The Obama campaign actively lobbied for the slot as well. According to his Senate campaign manager, Jim Cauley, the team had prepared an eight-minute audition video containing Obama's primary victory speech (complete with a crowd chanting, "Yes we can"), as well as campaign ads and still photos over a song from When We Were Kings, the Mohammed Ali biopic. Cauley believes that it was Robert Gibbs, a former Kerry staffer who joined Obama's senate campaigln in April 2004 and is now communications director for his presidential campaign, who provided a direct link between the two teams. "Robert knew all of the personalities fairly well," Cauley told me, saying that the video was intended to send the message that "he's a good speaker, he can do this." TNR
If you would like to read more about the fascinating ascent of Barack Obama and The Speech to the 2004 Democratic National Convention in Boston or Barack's Big Night from TNR.
Let's all thank Mary Beth Cahill even though John Kerry also deserves much credit for listening to that insightful woman. If you would like to read a 2004 keynote transcript.
A belief that we are connected as one people.
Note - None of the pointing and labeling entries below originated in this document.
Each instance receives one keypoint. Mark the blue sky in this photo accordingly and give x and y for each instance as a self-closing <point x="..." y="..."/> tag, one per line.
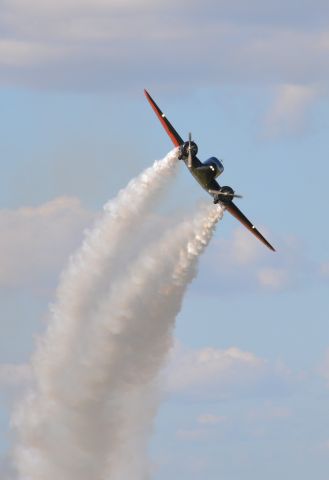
<point x="252" y="85"/>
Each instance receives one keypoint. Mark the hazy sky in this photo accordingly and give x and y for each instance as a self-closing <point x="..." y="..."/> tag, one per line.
<point x="248" y="384"/>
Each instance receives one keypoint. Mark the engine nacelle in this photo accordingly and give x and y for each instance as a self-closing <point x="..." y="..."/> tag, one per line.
<point x="215" y="165"/>
<point x="184" y="149"/>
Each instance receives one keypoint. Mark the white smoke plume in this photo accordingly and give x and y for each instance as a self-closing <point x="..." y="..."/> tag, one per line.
<point x="90" y="413"/>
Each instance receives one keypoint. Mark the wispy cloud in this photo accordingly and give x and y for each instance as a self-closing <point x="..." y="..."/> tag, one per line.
<point x="115" y="44"/>
<point x="241" y="263"/>
<point x="35" y="242"/>
<point x="290" y="109"/>
<point x="211" y="373"/>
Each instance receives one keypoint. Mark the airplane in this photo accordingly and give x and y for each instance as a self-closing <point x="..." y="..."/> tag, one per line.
<point x="206" y="172"/>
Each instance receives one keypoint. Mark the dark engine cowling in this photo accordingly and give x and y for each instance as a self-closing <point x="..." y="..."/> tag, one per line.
<point x="225" y="195"/>
<point x="184" y="149"/>
<point x="215" y="165"/>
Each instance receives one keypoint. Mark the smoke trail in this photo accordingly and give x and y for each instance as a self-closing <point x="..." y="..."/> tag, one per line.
<point x="94" y="397"/>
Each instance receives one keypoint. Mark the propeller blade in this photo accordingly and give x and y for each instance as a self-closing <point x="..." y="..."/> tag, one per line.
<point x="189" y="158"/>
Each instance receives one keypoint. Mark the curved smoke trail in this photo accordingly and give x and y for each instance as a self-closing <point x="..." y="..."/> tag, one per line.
<point x="94" y="398"/>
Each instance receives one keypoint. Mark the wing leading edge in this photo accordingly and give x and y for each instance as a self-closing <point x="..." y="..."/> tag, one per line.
<point x="229" y="206"/>
<point x="236" y="212"/>
<point x="175" y="138"/>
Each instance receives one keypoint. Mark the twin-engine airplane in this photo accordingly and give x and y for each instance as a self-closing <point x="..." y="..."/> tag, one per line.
<point x="205" y="173"/>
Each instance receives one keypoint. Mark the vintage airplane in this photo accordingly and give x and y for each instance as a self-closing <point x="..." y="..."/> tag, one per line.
<point x="206" y="172"/>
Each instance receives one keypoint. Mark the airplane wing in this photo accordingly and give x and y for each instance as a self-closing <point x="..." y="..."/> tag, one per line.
<point x="175" y="138"/>
<point x="230" y="206"/>
<point x="233" y="209"/>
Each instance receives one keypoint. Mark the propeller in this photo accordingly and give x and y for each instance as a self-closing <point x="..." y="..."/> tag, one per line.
<point x="189" y="157"/>
<point x="225" y="194"/>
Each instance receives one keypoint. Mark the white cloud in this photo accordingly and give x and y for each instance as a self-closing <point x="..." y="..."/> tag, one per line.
<point x="35" y="242"/>
<point x="290" y="109"/>
<point x="219" y="374"/>
<point x="272" y="278"/>
<point x="241" y="263"/>
<point x="210" y="419"/>
<point x="12" y="375"/>
<point x="120" y="43"/>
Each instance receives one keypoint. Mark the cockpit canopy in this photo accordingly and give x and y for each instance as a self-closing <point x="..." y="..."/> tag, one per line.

If there's a child on the south side of Chicago who can't read, that matters to me, even if it's not my child. If there's a senior citizen somewhere who can't pay for her prescription and has to choose between medicine and the rent, that makes my life poorer, even if it's not my grandmother. If there's an Arab American family being rounded up without benefit of an attorney or due process, that threatens my civil liberties. It's that fundamental belief — I am my brother's keeper, I am my sister's keeper — that makes this country work. It's what allows us to pursue our individual dreams, yet still come together as a single American family. "E pluribus unum." Out of many, one. Excerpt Barack Obama 2004 Keynote
So what do you remember about Barack Obama's introduction to the nation on that hot July night that changed my life, made me cry and hope for a better day that the country Barack described could be the country I would live in.
Tonight:We offer our Congratulations to this years 2008 Democratic Keynote Speaker former Virginia Governor Mark R. Warner. May you rock the house and the nation!